¡vaya ambientazo!

Torra toma posesión como president de espaldas a casi todo. Como para esperar que su diálogo con Rajoy sirva para algo

Quim Torra, durante la toma de posesión./EP
Quim Torra, durante la toma de posesión. / EP
Alberto Ayala
ALBERTO AYALA

Como demócrata ya hemos podido certificar, a través de sus numerosos escritos, que deja bastante que desear. Como actor, en cambio, el nuevo president de la Generalitat parece evidenciar aptitudes.

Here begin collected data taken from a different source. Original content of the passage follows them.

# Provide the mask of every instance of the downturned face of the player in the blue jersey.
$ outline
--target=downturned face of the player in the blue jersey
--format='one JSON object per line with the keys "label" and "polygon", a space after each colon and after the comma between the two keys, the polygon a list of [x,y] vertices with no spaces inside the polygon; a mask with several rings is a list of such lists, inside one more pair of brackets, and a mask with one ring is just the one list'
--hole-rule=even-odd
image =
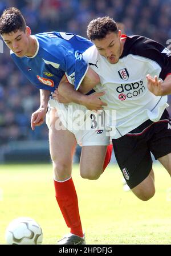
{"label": "downturned face of the player in the blue jersey", "polygon": [[17,32],[10,32],[3,34],[2,38],[7,47],[10,48],[18,57],[23,57],[27,54],[29,48],[29,35],[30,28],[26,28],[25,31],[18,30]]}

Quim Torra prometió ayer como 131 jefe del Ejecutivo catalán. Lo hizo en un acto relámpago de poco más de tres minutos, y en un clima de semiclandestinidad perfectamente medido. Se trataba de evidenciar el momento de excepcionalidad que vive Cataluña y que el suyo es un mandato provisional, supeditado a los designios del Carles Puigdemont, 'El legítimo'. Lo demás, es obvio, se la traía al pairo.

Así que el nuevo inquilino de la Generalitat tomó posesión sin la bandera española, sin la foto del Rey y sin acatamiento a la Constitución ni al Estatuto. Solo 'en fidelidad a la voluntad del pueblo de Cataluña, representado en el Parlament'. La fórmula que usó Puigdemont en 2006.

No fueron las únicas omisiones. Junto a Torra estuvo el presidente del Parlament, Roger Torrent. Pero ni los expresidentes de la Generalitat, ni los portavoces de los grupos parlamentarios, ni representante alguno del Gobierno español por desacuerdo con este formato de acto, ni de la sociedad civil como siempre fue norma de la casa.

¿Dónde han quedado las promesas del nuevo president de gobernar para todos, se supone que 'bestias' castellanoparlantes incluidas, que realizó sábado y lunes en sus discursos de investidura? ¿Cree acaso que el Palau de la Generalitat es un chiringuito para él y sus acólitos, al que los legítimos representantes de la sociedad catalana no merecen entrar en un día tan especial porque él y su predecesor están enfadadísimos, –como cientos de miles de catalanes, por cierto– con la suspensión de la autonomía y la acción de la Justicia en respuesta a las ilegalidades cometidas por el soberanismo?

Supongo que que conocen ese refrán que dice que lo que mal empieza mal acaba. Como también ese otro dicho sobre las excepciones que no vienen sino a confirmar ciertas reglas.

Cualquier persona merece ser juzgada por sus actos. Quim Torra lo ha sido por sus impresentables escritos supremacistas, xenófobos y machistas. Pero su currículo como president catalán está por escribir. Y, aunque él mismo se considere provisional y con fecha de caducidad, debemos aguardar a sus hechos para valorarle.

Aun así, con un president que ha prometido seguir haciendo república. Que acepta que se pongan en marcha foros extraoficiales para puentear al Parlament. Que ha pedido a la CUP que le vigile por si cayera en la 'tentación' de hacer autonomismo. Y con un Rajoy presionado por Ciudadanos para que pida al Senado que se prorrogue el 155, cosa que no hará. Con una Justicia española en guerra con la belga por denegar la extradición de los exconsellers Toni Comín, Meritxell Serret y Lluís Puig. Con semejante ambientazo, ¿alguien confía en que el diálogo que parecen dispuestos a emprender Rajoy y Torra ofrezca algún resultado?

Yo no. Por todo lo anterior y por algo mucho más importante si cabe. Porque el cortoplacismo se ha adueñado de la política, de la española, de la catalana y de la vasca. Porque dialogar es sentarse a hablar con otro con disposición de ceder para aproximar posiciones en busca de un acuerdo, no hacerse una foto.